Masters of the Craft

May 27, 2015 | Welcome Column

Despite two left feet and a complete lack of eye-hand coordination, I have long been an avid sports fan – albeit as a spectator only. Nobody wants me on their softball team, believe me.

But you don’t have to be an athlete to appreciate the physical gifts on display in professional sports. For years it was primarily baseball – that amazing sport based on failure. Hitting a round ball with a round bat is so hard, those than do successfully one time in three attempts on average are all-stars. And while hitting is an individual battle against the pitcher, it’s still a team game, and on a champion team the players work together as if they share a neural connection.

Team owners, from time to time will try and purchase a championship by paying top dollar to stack their team with the very best athletes. Sometimes, that works, but often, it does not. A truly great team exceeds the sum of its parts. And often, on a championship team, there are one or two players that hold the whole
thing together – they make everyone around them better due to their intangible gifts.

I’ve seen the same thing in other sports, too – football, basketball, soccer – in a game full of excellent players, a select few are able to elevate the play of others around them.

I’ve seen this phenomenon in music too. When you see a band that really has everything on the ball, chances are there’s one key player that helps to hold the center. In a band of truly excellent players, this could be a hard-to-spot distinction, and it may not be the main soloist or the main singer.

How many times have you been in a jam, and you’re playing away, and sounding pretty good, and then someone else joins the circle, and all of a sudden, everyone is playing better? How can one player in a group of four, or five or six pickers make everyone better? Beats me, but I’ve had it happen a number of times.

The next question, I guess is, does the effect persist? While the jam is enjoying the addition of one of these uplifting players, and seemingly playing over their heads, is there a lasting benefit? Is it a teaching moment, or just one of these enjoyable, but temporary high spots we encounter now and again?
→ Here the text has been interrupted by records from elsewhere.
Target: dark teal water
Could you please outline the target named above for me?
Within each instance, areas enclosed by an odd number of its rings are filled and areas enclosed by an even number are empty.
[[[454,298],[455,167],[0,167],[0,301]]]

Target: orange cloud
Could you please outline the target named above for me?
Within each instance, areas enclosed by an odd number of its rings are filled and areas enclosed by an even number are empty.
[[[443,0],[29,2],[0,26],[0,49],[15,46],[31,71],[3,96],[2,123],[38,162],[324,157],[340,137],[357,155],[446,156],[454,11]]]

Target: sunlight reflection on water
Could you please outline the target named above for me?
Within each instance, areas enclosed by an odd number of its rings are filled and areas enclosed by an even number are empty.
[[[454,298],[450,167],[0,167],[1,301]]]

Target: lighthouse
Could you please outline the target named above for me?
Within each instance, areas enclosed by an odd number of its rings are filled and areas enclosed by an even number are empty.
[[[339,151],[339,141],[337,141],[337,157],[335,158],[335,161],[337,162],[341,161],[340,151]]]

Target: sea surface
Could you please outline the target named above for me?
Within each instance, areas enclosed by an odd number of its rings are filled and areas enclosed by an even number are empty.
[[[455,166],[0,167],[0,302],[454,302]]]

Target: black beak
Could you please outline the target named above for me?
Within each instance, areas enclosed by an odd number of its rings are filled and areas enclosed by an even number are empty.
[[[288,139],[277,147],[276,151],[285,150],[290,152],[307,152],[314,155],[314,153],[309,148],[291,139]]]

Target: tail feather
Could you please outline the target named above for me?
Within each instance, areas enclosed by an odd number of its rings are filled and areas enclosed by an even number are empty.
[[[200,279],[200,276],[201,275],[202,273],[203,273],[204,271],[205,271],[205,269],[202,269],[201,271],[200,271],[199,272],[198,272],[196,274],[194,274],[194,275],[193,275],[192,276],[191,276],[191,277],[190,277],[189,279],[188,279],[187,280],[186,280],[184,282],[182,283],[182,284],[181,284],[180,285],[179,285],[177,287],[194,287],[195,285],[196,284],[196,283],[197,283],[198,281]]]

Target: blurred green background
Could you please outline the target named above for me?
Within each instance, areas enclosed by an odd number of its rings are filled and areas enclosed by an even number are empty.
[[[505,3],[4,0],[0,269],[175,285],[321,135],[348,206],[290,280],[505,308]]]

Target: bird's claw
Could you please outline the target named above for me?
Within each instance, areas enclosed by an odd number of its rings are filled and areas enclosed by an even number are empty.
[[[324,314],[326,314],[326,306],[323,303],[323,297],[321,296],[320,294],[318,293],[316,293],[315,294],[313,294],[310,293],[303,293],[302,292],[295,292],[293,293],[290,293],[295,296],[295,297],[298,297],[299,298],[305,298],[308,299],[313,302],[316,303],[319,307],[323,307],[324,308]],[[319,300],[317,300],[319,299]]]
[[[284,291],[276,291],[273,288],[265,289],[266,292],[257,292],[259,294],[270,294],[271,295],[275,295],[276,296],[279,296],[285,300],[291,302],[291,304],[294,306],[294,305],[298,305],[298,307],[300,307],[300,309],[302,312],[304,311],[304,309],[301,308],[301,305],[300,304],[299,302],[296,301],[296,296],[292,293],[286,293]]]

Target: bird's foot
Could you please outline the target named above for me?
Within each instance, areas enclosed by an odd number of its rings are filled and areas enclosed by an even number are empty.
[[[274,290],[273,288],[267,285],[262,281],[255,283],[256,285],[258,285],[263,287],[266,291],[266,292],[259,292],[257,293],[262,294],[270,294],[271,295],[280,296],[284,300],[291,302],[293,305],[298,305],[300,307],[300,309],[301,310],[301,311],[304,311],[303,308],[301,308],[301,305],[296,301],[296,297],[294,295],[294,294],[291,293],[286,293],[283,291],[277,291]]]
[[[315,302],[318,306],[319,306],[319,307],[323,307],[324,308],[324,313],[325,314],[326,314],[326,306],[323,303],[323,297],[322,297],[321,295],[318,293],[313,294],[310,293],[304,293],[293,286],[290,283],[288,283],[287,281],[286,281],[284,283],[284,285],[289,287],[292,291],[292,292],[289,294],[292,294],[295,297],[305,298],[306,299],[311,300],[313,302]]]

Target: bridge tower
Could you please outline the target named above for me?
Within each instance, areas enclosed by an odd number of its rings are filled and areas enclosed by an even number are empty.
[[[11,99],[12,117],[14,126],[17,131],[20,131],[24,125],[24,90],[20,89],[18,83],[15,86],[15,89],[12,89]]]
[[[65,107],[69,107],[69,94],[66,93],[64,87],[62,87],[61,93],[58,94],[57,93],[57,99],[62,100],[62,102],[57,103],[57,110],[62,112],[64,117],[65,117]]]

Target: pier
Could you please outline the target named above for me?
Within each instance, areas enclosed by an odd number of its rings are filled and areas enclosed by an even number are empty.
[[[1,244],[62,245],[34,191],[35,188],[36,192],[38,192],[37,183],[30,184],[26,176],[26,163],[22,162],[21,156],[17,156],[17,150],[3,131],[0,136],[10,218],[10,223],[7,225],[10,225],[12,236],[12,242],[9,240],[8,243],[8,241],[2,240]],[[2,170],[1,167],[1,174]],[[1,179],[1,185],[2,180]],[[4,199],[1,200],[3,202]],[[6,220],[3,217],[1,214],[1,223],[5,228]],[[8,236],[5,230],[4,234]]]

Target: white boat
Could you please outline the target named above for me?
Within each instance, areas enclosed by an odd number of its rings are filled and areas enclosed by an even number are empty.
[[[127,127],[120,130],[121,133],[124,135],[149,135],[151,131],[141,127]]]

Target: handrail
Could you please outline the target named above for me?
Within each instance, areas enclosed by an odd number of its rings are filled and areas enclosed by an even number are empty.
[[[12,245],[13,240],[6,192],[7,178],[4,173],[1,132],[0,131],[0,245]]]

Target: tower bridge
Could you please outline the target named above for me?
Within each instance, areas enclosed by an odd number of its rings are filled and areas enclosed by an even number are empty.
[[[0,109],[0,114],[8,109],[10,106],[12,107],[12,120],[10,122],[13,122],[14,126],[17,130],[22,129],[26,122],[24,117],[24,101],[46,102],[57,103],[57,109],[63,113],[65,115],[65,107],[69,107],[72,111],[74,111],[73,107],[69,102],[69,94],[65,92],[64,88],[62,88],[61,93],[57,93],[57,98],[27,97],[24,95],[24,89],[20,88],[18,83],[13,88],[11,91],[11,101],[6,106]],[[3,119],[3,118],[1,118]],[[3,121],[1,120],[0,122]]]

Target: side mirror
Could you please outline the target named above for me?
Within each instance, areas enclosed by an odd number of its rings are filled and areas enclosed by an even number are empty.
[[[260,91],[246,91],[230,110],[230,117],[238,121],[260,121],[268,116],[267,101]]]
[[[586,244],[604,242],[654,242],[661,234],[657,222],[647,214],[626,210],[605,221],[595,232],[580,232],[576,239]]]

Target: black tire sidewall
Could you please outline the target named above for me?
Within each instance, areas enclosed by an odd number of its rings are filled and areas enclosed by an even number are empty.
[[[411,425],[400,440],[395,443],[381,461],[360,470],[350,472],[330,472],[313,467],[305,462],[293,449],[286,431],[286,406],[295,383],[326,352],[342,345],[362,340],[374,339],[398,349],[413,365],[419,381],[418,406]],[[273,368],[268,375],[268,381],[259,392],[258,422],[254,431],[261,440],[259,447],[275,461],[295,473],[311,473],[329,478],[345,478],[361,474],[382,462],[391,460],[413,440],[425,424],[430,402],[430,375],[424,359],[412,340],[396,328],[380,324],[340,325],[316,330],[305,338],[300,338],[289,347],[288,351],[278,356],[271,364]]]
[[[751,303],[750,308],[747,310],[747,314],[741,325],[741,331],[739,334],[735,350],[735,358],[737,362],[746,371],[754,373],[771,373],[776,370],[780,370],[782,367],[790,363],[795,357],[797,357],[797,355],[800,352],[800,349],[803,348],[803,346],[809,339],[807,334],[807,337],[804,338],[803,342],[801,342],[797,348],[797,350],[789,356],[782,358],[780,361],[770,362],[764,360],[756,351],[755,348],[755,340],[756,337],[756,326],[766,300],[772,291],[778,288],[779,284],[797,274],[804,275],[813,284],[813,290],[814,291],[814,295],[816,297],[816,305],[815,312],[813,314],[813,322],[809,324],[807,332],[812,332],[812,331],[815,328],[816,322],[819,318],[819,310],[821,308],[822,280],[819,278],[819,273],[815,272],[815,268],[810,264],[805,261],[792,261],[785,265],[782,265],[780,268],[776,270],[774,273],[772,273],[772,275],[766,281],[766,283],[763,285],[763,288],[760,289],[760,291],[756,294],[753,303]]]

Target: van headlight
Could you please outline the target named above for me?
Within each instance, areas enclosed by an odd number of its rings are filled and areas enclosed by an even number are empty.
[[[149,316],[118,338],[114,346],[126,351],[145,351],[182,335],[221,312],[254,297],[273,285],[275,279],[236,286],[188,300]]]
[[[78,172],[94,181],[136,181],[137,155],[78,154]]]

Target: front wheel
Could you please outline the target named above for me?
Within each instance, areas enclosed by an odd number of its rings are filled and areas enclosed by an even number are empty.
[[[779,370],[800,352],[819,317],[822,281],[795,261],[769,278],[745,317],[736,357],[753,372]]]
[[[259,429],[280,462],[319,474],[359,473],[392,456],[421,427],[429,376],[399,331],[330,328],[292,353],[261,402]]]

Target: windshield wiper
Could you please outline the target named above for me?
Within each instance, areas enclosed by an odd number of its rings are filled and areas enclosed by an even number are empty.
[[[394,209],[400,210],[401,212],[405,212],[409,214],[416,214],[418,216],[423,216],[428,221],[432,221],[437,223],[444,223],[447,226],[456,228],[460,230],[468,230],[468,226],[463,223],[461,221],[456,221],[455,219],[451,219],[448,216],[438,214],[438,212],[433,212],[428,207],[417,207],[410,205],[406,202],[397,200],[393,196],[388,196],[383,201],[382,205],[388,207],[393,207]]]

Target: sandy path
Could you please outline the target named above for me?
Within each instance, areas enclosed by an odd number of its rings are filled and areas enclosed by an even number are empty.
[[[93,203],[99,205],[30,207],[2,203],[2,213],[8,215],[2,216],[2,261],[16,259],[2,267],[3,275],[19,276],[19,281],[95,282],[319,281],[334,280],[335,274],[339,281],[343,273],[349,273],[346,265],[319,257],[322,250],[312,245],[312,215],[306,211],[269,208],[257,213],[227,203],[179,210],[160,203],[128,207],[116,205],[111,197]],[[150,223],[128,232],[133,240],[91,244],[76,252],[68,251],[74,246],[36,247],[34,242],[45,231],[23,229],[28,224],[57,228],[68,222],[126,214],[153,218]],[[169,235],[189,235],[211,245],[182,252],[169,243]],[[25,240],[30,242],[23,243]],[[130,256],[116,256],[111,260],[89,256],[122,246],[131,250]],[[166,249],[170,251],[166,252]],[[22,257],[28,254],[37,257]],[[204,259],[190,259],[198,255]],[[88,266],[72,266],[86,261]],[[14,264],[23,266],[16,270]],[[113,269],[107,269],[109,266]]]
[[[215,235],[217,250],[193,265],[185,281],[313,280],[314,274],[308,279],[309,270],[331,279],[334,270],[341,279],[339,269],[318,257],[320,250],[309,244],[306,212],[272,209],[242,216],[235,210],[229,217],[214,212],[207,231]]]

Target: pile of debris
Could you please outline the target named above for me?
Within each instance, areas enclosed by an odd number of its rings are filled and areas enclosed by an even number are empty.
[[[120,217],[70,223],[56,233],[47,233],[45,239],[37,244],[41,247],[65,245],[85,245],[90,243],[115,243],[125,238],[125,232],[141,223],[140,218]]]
I think that depends on the players. I know a few of these transcendental, uplifting musicians, and I have seen instances where they failed to have that effect, and it wasn’t because they were having an off day. Instead it occurred in jams where players weren’t listening closely enough to recognize that they had been joined by a musician strong enough shoulder the rhythmic load of the ensemble – but they didn’t seize the opportunity.

So, this festival season, when the jam you’re in suddenly seems better than ever, pay attention – you may be a getting a free lesson from a master of the craft!